In general, a distinction between signal and noise of cells within dedicated clusters can be facilitated through current normalization techniques (e.g., SCT) [18, 19]. Alternatively, specialized tools, such as EMBEDR, recover the ability to separate signal and noise in dimensionality reduction outputs, such as tSNE and UMAP representations, which is essential for the subsequent utilization in quantitative analyses [20]. The obtained embedding quality is made available as a cellwise, interpretable p value that has meaning across datasets. Besides these classical bioinformatics approaches, an alternative means to assess the quality of cardiomyocytes and other cells is to visually inspect their morphological features. For example, using the Icell8 platform allows for basic microscopic examination of the cells and detection of stainings in three channels (e.g., for dead-life-assays). As most low quality cells are visibly damaged, cell imaging helps to identify a large proportion of low quality cells. However, it is not feasible for all single-cell sequencing methods and relatively inefficient and time-consuming for larger cell counts.
To avoid the use of arbitrary %mtRNA thresholds, Ma et al. suggested an unsupervised method for optimization of quality control parameters, called EnsembleKQC [21]. The threshold is based on a function of the distribution of the data and represents a more objective method for the quality control of biological samples. However, this approach comes with two limitations. On the one hand, a corrupted sample with a large proportion of damaged cells will produce a data set in which most cells demonstrate increased mitochondrial fractions. Based on these increased values, the optimized threshold might be inappropriately high. On the other hand, tissue samples that are more heterogeneous might demonstrate an unequal distribution of the data. Cell types with unusually high or low mitochondrial fractions might be excluded for their “abnormal” characteristics.
Very recently, another data-driven approach was proposed in a preprint of Hippen et al. [22]. Applying mixture models in a probabilistic framework their QC metric (miQC) combines both the fraction of mitochondrial transcripts and the number of detected genes to computationally predict low quality cells.
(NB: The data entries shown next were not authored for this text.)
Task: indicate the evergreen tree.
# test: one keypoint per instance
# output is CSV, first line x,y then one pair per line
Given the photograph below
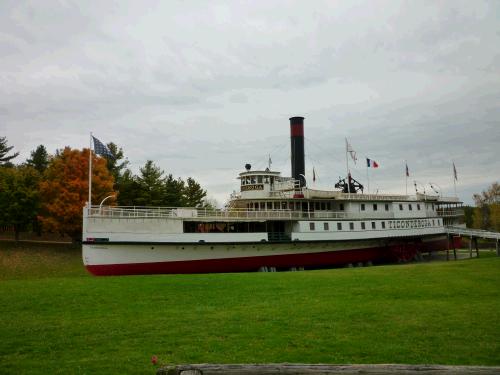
x,y
152,185
39,159
129,189
487,211
19,197
4,150
174,190
116,164
193,193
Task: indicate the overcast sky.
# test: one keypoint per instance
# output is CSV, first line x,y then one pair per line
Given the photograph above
x,y
201,88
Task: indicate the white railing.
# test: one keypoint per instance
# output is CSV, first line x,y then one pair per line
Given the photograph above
x,y
449,212
472,232
230,214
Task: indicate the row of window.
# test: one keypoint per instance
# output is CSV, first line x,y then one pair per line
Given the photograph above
x,y
401,207
326,226
319,206
251,180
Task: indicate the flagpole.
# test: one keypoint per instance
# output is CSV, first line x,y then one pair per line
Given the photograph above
x,y
347,167
454,178
90,171
367,175
406,174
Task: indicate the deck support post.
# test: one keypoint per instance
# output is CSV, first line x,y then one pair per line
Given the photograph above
x,y
454,250
448,248
470,247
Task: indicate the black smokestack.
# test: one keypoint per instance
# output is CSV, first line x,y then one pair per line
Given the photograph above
x,y
297,143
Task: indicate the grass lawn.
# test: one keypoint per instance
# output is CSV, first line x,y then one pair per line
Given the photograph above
x,y
54,318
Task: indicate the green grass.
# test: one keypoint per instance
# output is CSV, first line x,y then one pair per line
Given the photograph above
x,y
437,312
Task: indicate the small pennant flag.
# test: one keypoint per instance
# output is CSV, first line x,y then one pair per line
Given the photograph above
x,y
101,149
371,163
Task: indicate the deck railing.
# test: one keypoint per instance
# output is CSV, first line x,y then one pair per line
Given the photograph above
x,y
233,214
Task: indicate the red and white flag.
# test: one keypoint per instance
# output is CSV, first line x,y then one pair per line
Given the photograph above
x,y
370,163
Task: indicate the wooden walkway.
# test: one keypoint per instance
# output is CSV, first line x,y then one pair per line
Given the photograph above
x,y
473,235
303,369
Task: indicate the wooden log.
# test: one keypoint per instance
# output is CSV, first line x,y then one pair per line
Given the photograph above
x,y
303,369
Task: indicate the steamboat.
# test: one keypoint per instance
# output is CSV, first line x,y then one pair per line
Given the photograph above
x,y
272,223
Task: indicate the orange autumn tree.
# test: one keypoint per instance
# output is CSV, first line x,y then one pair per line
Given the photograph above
x,y
64,190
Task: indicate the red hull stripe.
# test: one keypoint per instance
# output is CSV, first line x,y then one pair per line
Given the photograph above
x,y
254,263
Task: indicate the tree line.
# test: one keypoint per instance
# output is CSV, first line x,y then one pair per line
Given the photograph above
x,y
47,192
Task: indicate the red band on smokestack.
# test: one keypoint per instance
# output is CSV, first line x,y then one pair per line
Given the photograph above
x,y
297,130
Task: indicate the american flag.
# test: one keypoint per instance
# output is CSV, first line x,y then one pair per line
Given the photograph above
x,y
101,149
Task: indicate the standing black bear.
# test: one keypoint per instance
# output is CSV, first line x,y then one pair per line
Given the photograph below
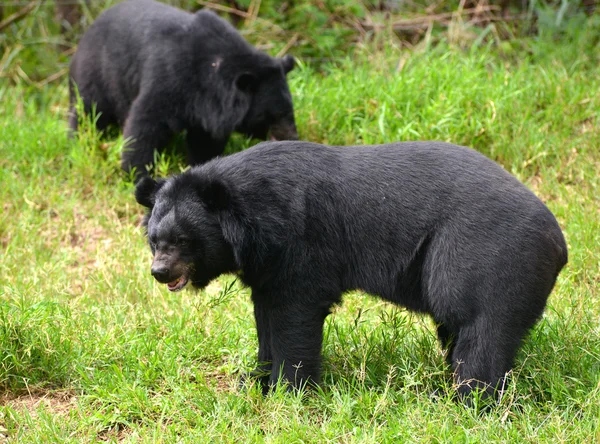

Using a tumor sample, they demonstrate that miQC preserves more cells within identified clusters and minimizes sub-population bias, compared to a uniform threshold approach that can result in a disproportionate exclusion of certain cell populations as demonstrated in this manuscript. By now, miQC might currently be the most appropriate tool to control the quality of scRNA-seq of heart tissue and other heterogeneous tissues in a more objective manner. In general, it is recommended to consider several parameters in conjunction to gain a more detailed overview on the overall quality of the data.